Following our previous mail-out on the scope of pre-termination negotiations, or “protected conversations”, the Employment Appeal Tribunal (EAT) has held that a tribunal should not have excluded evidence of pre-termination negotiations when determining the effective date of termination (EDT) in the context of an unfair dismissal claim where the EDT was in dispute.

The facts

In the case of Basra v BJSS Ltd, Mr Basra was offered three months’ salary following concerns about his performance. Alternatively, he was given the option of facing disciplinary proceedings. Mr Basra accepted his employer’s offer and stated that he considered the day of his acceptance of the offer to be his last day of employment. He did not sign a settlement agreement. Subsequently, he instructed a solicitor to write to his employer to say that he had been signed off work with stress and would not attend the disciplinary hearing to which he had been invited prior to accepting his employer’s offer.

Mr Basra’s employer then wrote to him on 15 March to say that it considered that his employment had terminated by mutual agreement on 3 March. Mr Basra subsequently brought an unfair dismissal claim. Whilst initially stating that his employment terminated on 3 March, he later amended this to 15 March (which his employer contested).

The tribunal decision

The tribunal considered that Mr Basra had not been dismissed. It relied on section 111A of the Employment Rights Act 1996, which excludes evidence of pre-termination negotiations in the context of ordinary unfair dismissal claims, in order to discount evidence of any pre-termination negotiations that pre-dated 3 March. It did, however, take into account Mr Basra’s email of 3 March accepting his employer’s offer. In doing so, it considered that the protection afforded by section 111A ended when Mr Basra agreed to leave his employment on the proposed terms on 3 March. Mr Basra appealed.

The EAT decision

The EAT allowed Mr Basra’s appeal. It noted that it is the EDT that marks the relevant dividing line between what is, and is not, excluded by section 111A. If the EDT is in dispute, a tribunal cannot identify what evidence is excluded until that date has been determined. If, however, only the nature of the termination of an employee’s employment is in dispute (i.e. rather than the EDT itself), evidence of pre-termination negotiations can be excluded in the context of an ordinary unfair dismissal claim. Mr Basra’s claim was remitted to the tribunal, so that it could reconsider its original conclusions.


When read with our previous mail-out, the case is a reminder that the scope of the protection afforded by pre-termination negotiations (or “protected conversations”) is limited. Pre-termination negotiations should take place within the strict statutory framework. Crucially, where a deal is reached with an employee, employers must follow through and ensure that a formal settlement agreement is reached with the employee. This will involve the employee obtaining independent legal advice before signing the agreement. If a settlement agreement is not concluded, an employee will be able to pursue an unfair dismissal claim and other claims.

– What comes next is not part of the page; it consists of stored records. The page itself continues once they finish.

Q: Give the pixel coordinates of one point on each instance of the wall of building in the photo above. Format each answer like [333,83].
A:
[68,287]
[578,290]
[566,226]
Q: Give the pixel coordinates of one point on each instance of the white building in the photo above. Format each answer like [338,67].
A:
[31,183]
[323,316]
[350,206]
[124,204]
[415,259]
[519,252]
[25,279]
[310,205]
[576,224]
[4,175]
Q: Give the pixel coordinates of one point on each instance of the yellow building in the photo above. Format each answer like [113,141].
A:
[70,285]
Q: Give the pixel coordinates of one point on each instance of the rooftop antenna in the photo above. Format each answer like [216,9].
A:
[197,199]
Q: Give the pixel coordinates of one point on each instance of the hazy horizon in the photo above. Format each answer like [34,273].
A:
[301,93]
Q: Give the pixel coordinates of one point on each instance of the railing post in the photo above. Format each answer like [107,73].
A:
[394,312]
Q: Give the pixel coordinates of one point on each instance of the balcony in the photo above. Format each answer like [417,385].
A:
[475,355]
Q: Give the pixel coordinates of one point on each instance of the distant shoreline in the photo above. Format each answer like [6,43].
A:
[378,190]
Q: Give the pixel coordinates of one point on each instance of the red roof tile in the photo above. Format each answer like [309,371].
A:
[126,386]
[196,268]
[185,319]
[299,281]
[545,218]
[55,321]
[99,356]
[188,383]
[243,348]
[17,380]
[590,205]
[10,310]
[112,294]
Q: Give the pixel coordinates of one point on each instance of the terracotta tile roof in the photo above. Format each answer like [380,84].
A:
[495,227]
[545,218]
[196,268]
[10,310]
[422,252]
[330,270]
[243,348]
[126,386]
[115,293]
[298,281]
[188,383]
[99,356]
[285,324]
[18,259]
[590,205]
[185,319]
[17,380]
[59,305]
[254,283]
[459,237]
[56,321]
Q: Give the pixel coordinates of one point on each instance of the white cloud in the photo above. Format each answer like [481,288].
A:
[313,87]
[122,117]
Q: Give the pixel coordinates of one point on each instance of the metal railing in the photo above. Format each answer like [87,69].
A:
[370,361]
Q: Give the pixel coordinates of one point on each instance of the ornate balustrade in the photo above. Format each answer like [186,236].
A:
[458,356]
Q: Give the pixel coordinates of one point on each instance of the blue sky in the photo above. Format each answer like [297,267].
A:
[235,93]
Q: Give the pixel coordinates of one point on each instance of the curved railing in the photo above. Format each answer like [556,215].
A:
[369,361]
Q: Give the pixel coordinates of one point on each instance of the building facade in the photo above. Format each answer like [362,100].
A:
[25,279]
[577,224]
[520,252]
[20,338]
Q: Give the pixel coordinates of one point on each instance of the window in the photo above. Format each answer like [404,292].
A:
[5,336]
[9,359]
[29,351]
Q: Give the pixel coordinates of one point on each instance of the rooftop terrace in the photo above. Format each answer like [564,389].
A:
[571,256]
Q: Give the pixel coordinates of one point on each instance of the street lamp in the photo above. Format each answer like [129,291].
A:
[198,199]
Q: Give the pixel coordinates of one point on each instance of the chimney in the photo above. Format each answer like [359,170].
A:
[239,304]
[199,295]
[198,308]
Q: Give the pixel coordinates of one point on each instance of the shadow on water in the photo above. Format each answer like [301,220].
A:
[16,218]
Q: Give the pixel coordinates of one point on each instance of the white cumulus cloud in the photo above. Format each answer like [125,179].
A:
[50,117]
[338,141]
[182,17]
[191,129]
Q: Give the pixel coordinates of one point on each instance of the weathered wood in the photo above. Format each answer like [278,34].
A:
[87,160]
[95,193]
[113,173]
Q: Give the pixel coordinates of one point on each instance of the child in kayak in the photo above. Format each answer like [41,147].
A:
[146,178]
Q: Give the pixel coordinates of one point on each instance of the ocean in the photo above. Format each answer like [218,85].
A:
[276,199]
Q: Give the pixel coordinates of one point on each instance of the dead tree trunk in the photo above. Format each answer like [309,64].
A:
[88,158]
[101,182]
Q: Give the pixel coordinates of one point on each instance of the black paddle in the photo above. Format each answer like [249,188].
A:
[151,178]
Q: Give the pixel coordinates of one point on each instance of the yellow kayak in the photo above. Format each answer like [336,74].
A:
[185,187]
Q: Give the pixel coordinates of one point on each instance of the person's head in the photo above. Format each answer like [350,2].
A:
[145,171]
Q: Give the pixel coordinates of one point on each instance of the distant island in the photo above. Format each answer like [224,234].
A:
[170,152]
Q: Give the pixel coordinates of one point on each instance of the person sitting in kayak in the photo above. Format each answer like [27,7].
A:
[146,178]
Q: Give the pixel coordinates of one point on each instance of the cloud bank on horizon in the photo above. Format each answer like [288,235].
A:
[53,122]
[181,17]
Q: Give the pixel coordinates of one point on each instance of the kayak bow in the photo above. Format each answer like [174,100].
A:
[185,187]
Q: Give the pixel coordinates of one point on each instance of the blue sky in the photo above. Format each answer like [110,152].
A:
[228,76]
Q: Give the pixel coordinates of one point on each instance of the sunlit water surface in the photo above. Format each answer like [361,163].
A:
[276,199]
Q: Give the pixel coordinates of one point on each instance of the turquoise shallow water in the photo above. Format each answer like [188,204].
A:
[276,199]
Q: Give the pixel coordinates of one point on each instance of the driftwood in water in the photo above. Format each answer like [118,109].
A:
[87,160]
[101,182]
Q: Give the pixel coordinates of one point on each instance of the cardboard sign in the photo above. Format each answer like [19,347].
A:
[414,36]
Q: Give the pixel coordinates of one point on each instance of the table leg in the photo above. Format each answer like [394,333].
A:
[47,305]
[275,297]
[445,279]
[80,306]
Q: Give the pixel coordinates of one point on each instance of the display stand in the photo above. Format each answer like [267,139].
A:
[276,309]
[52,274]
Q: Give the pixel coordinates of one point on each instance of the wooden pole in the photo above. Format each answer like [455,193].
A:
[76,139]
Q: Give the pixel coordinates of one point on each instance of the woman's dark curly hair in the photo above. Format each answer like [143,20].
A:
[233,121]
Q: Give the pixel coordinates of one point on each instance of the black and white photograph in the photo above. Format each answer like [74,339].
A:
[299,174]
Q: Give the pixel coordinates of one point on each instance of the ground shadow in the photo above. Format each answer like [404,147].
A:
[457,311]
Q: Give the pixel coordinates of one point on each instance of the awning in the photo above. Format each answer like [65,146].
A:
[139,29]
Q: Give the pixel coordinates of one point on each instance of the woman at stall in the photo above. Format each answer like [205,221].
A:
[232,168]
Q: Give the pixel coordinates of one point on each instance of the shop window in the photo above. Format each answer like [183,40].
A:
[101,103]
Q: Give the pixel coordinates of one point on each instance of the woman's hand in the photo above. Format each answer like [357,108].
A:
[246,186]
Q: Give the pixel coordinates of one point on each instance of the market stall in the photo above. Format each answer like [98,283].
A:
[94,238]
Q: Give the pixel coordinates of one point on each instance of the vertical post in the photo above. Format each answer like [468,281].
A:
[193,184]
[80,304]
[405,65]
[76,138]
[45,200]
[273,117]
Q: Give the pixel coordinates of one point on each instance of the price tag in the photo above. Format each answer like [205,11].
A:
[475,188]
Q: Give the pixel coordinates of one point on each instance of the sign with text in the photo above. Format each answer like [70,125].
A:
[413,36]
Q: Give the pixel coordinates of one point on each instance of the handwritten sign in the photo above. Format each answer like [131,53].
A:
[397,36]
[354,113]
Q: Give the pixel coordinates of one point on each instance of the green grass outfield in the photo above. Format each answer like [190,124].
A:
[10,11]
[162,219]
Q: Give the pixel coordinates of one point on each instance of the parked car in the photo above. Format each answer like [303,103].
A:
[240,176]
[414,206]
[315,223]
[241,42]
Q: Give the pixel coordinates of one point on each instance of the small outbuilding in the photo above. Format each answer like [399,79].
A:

Finally, the safest approach is to treat any pre-termination negotiation, or “protected conversation”, as potentially being on the record. If this approach is taken, an employer may avoid a situation where it is forced to disclose potentially embarrassing remarks or comments. These remarks or comments could be the basis for discrimination claims (for example), which fall outside the protection afforded by section 111A. Put simply, do not say anything during a pre-termination negotiation, or “protected conversation, that you would be afraid to say before a judge.